Opioid Overdoses Challenge ERs

Every day, there is a new story about the opioid epidemic in the U.S. Front-page headlines tout everything from President Donald Trump’s call to impose a death penalty on drug dealers to state and local governments suing drugmakers who supply the medications.

The statistics are chilling: In 2016, 63,632 people died from drug overdoses, the Centers for Disease Control and Prevention estimated. That was a nearly 30 percent jump over 2015. Most of the attention correctly is focused on education and prevention.

But I began wondering what medical professionals are doing to address opioid addiction, beyond cutting back on the number of narcotics they prescribe. I talked with three doctors who are on the front lines, treating addiction-related overdoses in hospital emergency rooms.

ERs play a critical role in fighting the opioid crisis, as they’re often the first place people needing addiction treatment go, they told me. Studies also have shown that many people who go to ERs for treatment of other injuries and illnesses have a high rate of substance abuse.

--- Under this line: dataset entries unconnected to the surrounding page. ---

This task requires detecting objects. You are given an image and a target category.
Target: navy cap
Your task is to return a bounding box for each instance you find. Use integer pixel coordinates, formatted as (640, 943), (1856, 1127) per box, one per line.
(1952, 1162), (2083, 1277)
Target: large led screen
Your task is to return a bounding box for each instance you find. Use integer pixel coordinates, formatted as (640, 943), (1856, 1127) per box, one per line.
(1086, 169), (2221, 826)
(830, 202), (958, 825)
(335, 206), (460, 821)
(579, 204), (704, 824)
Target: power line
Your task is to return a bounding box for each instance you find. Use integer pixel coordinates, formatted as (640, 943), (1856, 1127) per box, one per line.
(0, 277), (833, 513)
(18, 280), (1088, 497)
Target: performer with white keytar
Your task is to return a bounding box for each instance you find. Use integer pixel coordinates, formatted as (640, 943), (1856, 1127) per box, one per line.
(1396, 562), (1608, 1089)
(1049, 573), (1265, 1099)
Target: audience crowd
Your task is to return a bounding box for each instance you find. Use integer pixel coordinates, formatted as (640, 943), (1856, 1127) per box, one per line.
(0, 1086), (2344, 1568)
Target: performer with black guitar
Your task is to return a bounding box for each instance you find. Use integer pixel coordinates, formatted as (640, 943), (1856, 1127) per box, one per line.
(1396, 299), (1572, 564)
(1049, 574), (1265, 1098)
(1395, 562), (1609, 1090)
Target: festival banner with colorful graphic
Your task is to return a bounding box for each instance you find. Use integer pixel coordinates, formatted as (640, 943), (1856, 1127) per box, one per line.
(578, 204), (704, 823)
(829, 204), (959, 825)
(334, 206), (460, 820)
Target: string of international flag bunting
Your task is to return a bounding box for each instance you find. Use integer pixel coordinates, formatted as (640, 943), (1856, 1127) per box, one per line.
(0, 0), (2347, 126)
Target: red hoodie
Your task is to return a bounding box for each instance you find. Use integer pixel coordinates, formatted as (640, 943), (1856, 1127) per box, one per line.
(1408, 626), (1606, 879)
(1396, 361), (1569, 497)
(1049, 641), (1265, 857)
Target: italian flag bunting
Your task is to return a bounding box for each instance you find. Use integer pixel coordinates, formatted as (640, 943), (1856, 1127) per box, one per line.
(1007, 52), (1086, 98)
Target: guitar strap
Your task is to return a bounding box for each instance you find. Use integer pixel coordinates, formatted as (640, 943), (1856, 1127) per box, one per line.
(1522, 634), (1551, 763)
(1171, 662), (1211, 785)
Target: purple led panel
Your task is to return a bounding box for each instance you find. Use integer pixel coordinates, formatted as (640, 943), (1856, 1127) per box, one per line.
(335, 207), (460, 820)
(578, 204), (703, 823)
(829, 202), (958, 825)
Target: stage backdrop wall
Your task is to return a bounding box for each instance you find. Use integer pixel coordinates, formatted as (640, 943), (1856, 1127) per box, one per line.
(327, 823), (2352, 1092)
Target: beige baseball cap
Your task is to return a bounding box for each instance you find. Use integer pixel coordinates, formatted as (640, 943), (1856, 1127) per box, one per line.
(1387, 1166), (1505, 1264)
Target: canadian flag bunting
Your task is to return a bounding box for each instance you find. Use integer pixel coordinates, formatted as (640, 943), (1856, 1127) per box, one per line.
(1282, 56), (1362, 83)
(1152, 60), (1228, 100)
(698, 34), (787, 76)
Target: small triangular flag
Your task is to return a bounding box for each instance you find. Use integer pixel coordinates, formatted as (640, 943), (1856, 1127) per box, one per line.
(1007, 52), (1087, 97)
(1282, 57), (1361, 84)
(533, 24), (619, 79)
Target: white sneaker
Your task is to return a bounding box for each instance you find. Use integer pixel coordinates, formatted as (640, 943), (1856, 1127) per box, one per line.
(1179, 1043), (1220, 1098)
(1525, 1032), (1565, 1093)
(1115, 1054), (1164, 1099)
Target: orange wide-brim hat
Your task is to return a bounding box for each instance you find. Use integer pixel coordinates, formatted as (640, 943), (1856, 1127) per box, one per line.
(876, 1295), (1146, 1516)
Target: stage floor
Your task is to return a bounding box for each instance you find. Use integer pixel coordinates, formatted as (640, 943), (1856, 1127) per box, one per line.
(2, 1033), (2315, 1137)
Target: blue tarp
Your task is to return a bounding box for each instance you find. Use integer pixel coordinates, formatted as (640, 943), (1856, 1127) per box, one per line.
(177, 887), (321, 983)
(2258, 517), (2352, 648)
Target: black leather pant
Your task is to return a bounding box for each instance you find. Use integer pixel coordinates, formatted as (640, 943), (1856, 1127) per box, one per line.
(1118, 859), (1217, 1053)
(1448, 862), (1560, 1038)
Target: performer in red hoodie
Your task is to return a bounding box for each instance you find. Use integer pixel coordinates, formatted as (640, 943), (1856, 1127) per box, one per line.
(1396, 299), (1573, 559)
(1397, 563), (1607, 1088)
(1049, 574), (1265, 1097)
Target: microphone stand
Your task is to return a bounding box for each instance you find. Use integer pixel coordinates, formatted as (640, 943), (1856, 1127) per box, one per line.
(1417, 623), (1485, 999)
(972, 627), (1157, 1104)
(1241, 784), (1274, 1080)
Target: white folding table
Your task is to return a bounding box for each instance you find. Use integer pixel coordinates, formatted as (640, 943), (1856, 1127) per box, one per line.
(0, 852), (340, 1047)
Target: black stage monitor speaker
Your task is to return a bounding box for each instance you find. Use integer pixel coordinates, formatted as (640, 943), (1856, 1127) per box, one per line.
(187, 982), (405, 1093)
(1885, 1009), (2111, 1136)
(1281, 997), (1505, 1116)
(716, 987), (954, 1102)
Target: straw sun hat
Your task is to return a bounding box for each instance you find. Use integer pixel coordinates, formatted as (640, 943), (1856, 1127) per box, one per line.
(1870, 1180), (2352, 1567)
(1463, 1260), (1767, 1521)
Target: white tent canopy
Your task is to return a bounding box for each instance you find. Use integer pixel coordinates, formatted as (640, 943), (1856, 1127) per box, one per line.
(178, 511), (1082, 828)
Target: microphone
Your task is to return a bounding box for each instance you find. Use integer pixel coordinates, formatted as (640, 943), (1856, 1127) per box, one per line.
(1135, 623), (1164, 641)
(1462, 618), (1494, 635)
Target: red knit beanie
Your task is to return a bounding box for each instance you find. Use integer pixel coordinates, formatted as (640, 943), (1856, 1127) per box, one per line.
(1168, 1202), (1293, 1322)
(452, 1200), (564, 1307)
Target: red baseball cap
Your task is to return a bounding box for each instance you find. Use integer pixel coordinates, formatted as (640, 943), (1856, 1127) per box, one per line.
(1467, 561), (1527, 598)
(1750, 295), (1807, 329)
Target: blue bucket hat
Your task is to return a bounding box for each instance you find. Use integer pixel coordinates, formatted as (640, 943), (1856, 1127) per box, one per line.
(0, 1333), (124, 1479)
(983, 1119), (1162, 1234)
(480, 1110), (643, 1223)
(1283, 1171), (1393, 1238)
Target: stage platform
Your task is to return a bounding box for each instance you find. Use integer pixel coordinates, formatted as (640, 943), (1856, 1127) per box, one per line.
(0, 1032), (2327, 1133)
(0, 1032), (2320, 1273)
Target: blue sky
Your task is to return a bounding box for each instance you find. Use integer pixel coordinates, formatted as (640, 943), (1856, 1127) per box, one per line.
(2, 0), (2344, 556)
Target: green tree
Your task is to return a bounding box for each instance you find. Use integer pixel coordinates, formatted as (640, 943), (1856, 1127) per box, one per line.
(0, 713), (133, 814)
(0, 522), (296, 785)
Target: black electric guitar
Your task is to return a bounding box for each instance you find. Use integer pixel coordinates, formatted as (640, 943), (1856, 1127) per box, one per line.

The doctors, along with several attorneys, told me they don’t think there’s a need to modify the federal law that sets out requirements for emergency rooms, the Emergency Medical Treatment and Labor Act. None of them are seeing evidence that hospital ERs are shirking their duties to appropriately screen and stabilize overdose patients before discharging or transferring them.

But all of the doctors think there is more that can be done. They pointed, for example, to a Boston pilot program that puts substance abuse counselors—who can screen for substance abuse and help people get into effective treatment programs—right in the ERs.

In rural areas, or those where there are fewer resources, telehealth could prove an effective way to get this counseling to at-risk ER patients, one doctor said. Developing a system to keep overdose patients in ERs longer, such as creating a “crisis” bed, may help avoid repeat overdoses, he said.

The physicians also favor more training and education for doctors. In contrast to other specialties, there are only a few thousand physicians who are board-certified in addiction treatment. They would like to see that change.

The medical profession needs to recognize addiction as a chronic disease and develop policies and procedures for evidence-based treatment on the same level as any other chronic disease, they said.